苏往往就在前头,果然像那些男人所说,既有花魁的派头,又因为脾气火爆,让男人们不敢上前,却又不舍得离开,只是逡巡在她周围,慢慢悠悠地欣赏着她曼妙无比的身姿......
苏往往身边,围着一圈彪形大汉作护卫,偏偏她呢,又活泼得很,一会儿甩着手帕去河边放花灯,一会儿找来姻缘绳,往柳树上系,一会儿又坐在河边,像个普通的游客一样,看着游舫里莺歌燕舞的美人们拍手叫好。
这么一个活色生香、风情万种偏偏又带着点泼辣的女人,皮肤白得像那羊脂玉,双眸潋滟,琼鼻秀口,双颊粉嫩得像三春的桃瓣......
连决加速跑了上去,大喊了一声:“苏往往!”
就这一声叫喊,连决可成了众矢之的,周围目不转睛看着苏往往的男人们,全都把目光移到了连决脸上!有不屑一笑的,觉得又来一个送上门的炮灰,也有妒火中烧的,觉得有冒失鬼要唐突自己垂涎三尺的佳人,还有人带着好事者的眼神看着连决,想看看这个少年,抗不抗苏往往的揍......
也就是这一瞬间,苏往往猛地回过头来,一眼就盯住了连决,随之,苏往往那勾魂摄魄的桃花眼里,先是薄薄含笑,继而一嗔,苏往往那一只柔荑般的小手在自己腰侧一掐,然后冷哼了一声,笑道:“臭小子!”
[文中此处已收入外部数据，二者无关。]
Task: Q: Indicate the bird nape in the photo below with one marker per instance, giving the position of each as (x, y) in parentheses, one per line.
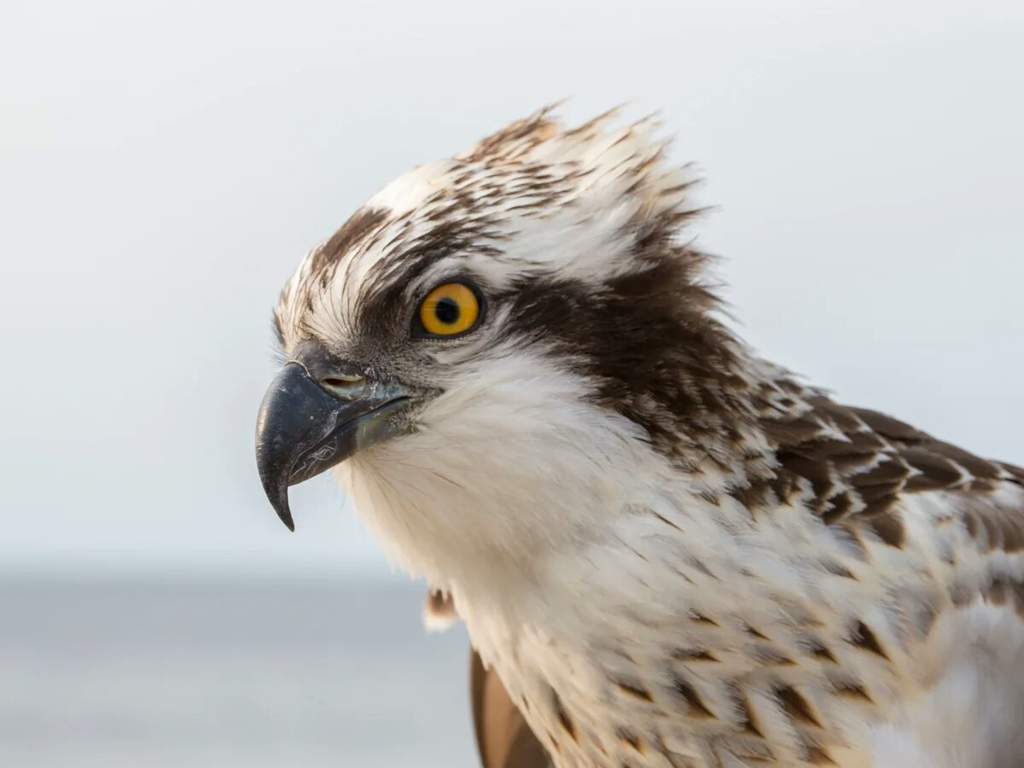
(669, 551)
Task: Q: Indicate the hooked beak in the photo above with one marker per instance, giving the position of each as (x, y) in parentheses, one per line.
(304, 427)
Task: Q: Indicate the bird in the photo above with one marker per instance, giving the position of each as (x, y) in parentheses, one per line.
(667, 550)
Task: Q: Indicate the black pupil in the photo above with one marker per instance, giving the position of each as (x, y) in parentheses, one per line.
(446, 311)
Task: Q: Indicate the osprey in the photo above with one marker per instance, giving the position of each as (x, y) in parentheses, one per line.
(672, 552)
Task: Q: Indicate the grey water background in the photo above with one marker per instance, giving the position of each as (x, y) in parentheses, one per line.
(165, 165)
(164, 673)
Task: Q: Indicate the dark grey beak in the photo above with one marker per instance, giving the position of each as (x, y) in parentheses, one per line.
(305, 427)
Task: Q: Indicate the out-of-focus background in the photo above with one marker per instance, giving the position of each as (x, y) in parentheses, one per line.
(165, 165)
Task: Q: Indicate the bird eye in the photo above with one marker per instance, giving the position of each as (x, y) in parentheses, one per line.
(450, 309)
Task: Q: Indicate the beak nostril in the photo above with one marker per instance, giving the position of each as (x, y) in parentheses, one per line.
(341, 380)
(343, 385)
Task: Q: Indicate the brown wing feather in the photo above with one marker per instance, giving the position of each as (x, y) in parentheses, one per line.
(859, 463)
(503, 737)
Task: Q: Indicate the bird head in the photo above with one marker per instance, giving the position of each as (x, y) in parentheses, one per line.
(498, 348)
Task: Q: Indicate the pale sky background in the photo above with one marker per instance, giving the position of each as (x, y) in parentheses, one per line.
(165, 165)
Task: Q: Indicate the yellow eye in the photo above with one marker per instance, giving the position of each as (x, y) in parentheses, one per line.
(450, 309)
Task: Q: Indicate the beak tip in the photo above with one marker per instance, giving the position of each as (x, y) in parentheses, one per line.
(284, 511)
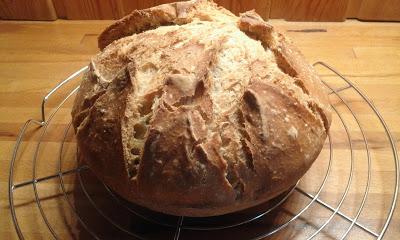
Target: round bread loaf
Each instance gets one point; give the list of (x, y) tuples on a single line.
[(190, 110)]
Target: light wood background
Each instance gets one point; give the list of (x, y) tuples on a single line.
[(31, 63), (292, 10)]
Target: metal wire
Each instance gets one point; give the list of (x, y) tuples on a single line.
[(180, 222)]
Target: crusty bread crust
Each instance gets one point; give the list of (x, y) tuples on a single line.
[(190, 110)]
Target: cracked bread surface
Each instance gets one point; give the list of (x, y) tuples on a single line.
[(190, 110)]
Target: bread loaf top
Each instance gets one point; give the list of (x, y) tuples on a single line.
[(191, 110)]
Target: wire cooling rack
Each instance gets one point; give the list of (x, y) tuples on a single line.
[(311, 209)]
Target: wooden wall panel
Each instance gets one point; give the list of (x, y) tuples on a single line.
[(387, 10), (316, 10), (278, 9), (93, 9), (27, 9)]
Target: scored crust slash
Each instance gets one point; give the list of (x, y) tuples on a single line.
[(190, 110)]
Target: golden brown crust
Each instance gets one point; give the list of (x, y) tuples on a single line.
[(214, 114), (166, 14)]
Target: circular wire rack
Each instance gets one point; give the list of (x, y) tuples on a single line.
[(266, 220)]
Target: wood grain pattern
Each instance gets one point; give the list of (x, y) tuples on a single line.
[(261, 7), (59, 6), (278, 9), (31, 65), (316, 10), (388, 10), (27, 9), (352, 8)]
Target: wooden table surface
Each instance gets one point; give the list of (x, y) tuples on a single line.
[(34, 56)]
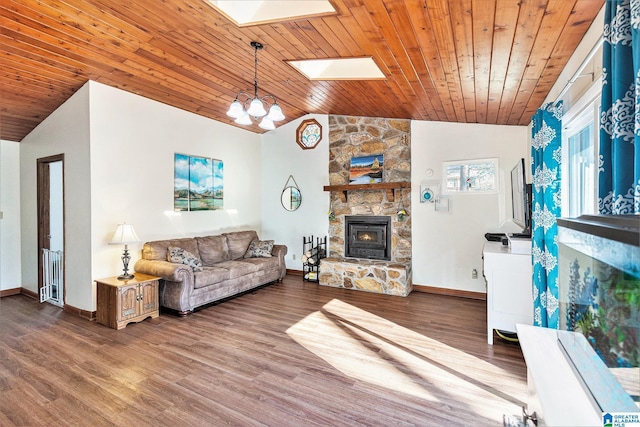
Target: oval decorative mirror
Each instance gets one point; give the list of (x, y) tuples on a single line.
[(291, 197)]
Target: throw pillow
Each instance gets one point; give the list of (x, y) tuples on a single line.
[(181, 256), (259, 249)]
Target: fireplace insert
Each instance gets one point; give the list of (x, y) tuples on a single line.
[(367, 237)]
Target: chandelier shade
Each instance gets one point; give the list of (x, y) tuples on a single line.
[(267, 124), (244, 119), (245, 106), (275, 113)]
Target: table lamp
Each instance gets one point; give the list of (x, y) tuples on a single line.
[(124, 235)]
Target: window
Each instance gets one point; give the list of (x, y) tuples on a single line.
[(582, 172), (470, 176), (579, 153)]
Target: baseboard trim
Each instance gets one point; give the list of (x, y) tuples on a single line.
[(29, 293), (450, 292), (294, 272), (9, 292)]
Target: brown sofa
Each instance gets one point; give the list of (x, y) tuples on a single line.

船上、廊中、亭里到处是手挽歌姬、把酒言欢的男男女女,全都瞪大了眼睛,不可置信地看着这个俊朗也俊朗,也未见得太俊朗、金贵倒也金贵,也未见得太金贵的少年!
苏往往身边一群彪形大汉也愣住了,像一排粗壮树桩一样戳在那里,苏往往伸开双臂,将大汉护卫一推,不耐烦地喝道:“快闪开呀!”
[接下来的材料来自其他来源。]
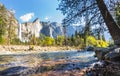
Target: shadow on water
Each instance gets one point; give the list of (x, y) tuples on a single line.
[(84, 59)]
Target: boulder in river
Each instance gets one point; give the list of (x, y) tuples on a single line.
[(89, 48), (113, 55), (100, 52)]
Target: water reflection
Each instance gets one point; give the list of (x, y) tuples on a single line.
[(68, 59)]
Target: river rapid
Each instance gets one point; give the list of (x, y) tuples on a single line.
[(52, 61)]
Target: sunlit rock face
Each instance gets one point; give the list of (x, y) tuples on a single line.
[(52, 29), (11, 29), (29, 29)]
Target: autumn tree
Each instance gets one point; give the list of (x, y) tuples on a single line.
[(98, 10)]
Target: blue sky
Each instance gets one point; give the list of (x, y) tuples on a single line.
[(28, 10)]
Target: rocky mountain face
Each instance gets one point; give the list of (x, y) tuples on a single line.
[(52, 29), (36, 28), (28, 29), (9, 21)]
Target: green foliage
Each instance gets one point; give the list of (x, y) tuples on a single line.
[(3, 21), (48, 41), (60, 40), (101, 43), (118, 13), (91, 41), (2, 40), (16, 41)]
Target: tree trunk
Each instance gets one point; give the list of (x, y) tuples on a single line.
[(110, 23)]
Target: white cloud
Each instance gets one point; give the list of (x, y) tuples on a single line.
[(12, 11), (27, 17), (47, 17)]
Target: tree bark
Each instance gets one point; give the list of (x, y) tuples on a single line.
[(110, 23)]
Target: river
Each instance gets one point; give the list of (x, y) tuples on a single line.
[(65, 60)]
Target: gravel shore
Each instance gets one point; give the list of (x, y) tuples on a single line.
[(25, 49)]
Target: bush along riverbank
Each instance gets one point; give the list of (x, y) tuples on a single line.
[(109, 64)]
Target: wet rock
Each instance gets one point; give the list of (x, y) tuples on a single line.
[(113, 55), (89, 48), (13, 71), (100, 52)]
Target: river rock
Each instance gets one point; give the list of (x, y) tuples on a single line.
[(113, 55), (89, 48), (100, 52)]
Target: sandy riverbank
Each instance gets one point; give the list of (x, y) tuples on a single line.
[(24, 49)]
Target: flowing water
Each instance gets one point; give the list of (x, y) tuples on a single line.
[(67, 60)]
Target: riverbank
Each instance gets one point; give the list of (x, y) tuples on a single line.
[(26, 49)]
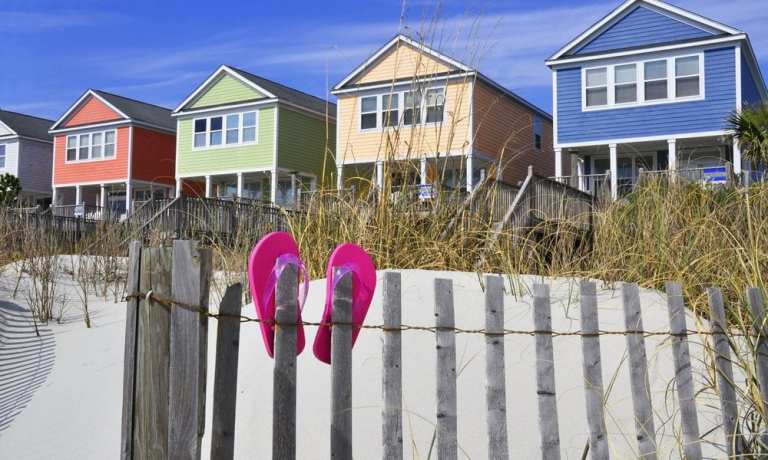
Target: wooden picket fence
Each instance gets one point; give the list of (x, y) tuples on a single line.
[(166, 348)]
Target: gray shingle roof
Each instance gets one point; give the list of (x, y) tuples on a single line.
[(287, 94), (27, 125), (141, 111)]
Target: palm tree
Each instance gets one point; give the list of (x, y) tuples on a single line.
[(750, 128)]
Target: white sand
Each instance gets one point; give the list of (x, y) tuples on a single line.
[(72, 410)]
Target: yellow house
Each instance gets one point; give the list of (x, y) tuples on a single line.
[(409, 102)]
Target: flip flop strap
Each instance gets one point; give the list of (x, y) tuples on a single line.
[(280, 263)]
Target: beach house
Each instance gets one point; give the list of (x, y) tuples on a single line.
[(111, 152), (409, 103), (650, 87), (241, 135), (26, 151)]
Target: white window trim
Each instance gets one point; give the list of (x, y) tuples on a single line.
[(640, 81), (400, 109), (90, 147), (224, 144)]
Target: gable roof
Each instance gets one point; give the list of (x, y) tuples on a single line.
[(271, 89), (26, 125), (398, 39), (128, 109), (680, 14)]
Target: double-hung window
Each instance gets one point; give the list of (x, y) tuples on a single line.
[(597, 87), (656, 80), (435, 105), (91, 146), (368, 112), (687, 76), (625, 83)]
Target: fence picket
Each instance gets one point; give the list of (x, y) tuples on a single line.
[(131, 342), (545, 373), (284, 386), (638, 372), (757, 306), (392, 380), (496, 396), (341, 370), (445, 338), (683, 375), (725, 383), (593, 372), (192, 268), (225, 378)]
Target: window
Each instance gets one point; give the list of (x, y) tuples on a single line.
[(412, 108), (537, 132), (625, 78), (390, 112), (687, 76), (597, 87), (435, 105), (368, 112), (91, 146), (655, 80)]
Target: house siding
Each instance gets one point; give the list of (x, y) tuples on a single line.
[(302, 144), (191, 162), (225, 90), (709, 114), (35, 163), (642, 26), (112, 170), (154, 156), (504, 132)]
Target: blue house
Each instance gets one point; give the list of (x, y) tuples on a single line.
[(650, 86)]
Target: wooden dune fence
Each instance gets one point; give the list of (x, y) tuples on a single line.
[(166, 346)]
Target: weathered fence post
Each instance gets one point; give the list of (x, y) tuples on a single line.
[(757, 305), (545, 373), (131, 342), (638, 372), (284, 386), (495, 396), (593, 372), (225, 378), (725, 383), (392, 375), (445, 337), (683, 375), (341, 370)]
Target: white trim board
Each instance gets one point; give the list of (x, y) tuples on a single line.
[(616, 15)]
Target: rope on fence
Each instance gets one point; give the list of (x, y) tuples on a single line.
[(168, 302)]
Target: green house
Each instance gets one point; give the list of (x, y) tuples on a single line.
[(241, 135)]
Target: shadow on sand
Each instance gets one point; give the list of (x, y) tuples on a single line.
[(26, 359)]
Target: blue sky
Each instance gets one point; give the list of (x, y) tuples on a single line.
[(159, 51)]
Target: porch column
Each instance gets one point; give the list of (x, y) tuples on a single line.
[(737, 166), (470, 172), (273, 187), (672, 156), (103, 196), (380, 175), (128, 197), (614, 171)]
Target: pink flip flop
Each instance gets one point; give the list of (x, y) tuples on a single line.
[(349, 258), (267, 260)]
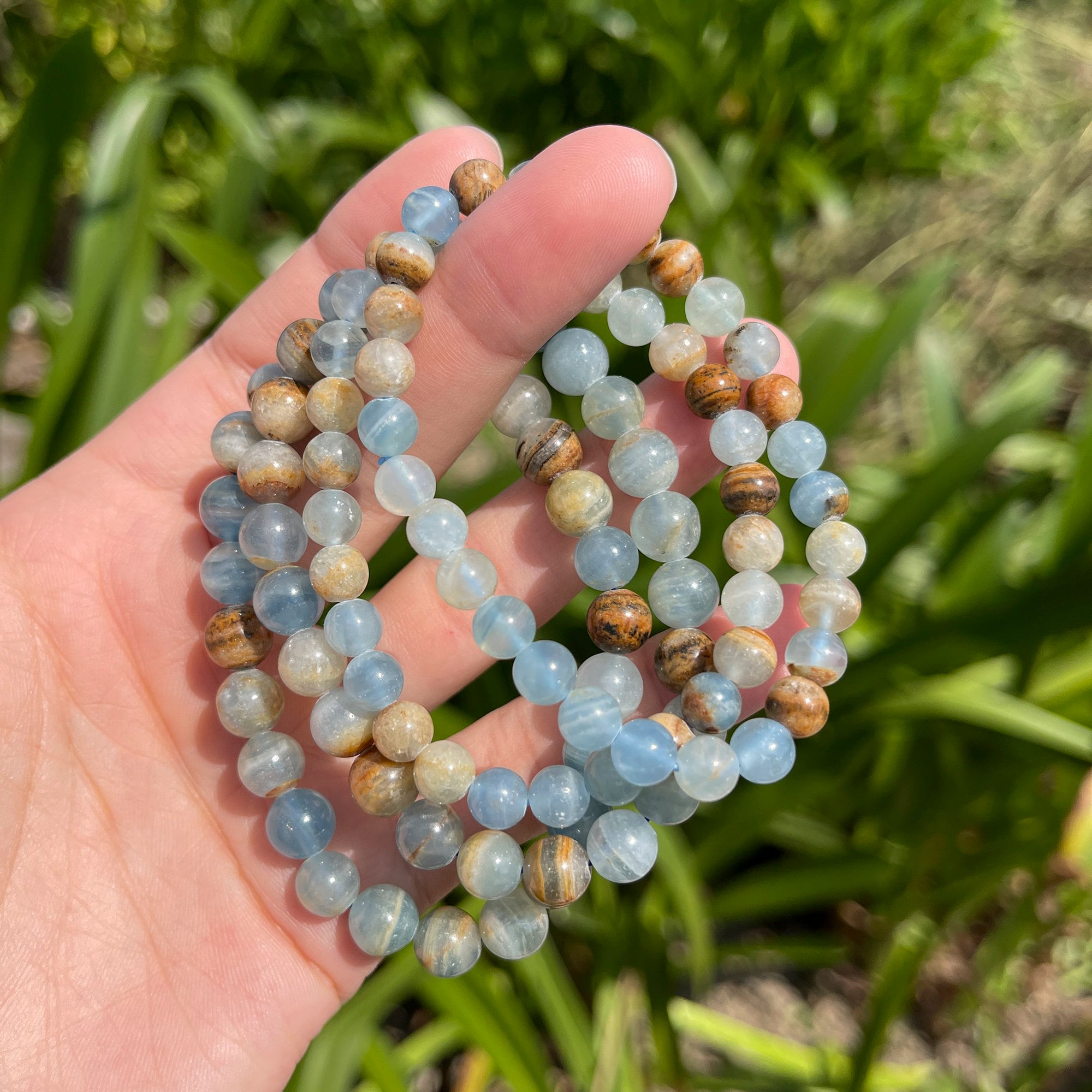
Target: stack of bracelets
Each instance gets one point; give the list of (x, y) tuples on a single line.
[(663, 766)]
然后苏往往在众目睽睽之下,风情万种地走到了连决的身前,一把拽住了连决的手腕,媚眼如丝地对连决说了一句让这些男人几乎晕倒的话——
“去小树林说呀......”
“喂喂!”等这满河满岸的人从震惊无言到反应过来,立刻唧唧哇哇地吵起来,看着苏往往拉着连决的手,果真进了那片柳条低垂的小树林......
连决被苏往往牵着,她的手虽然柔软,可连决真是哭笑不得,因为这个女人的手劲确实太大了!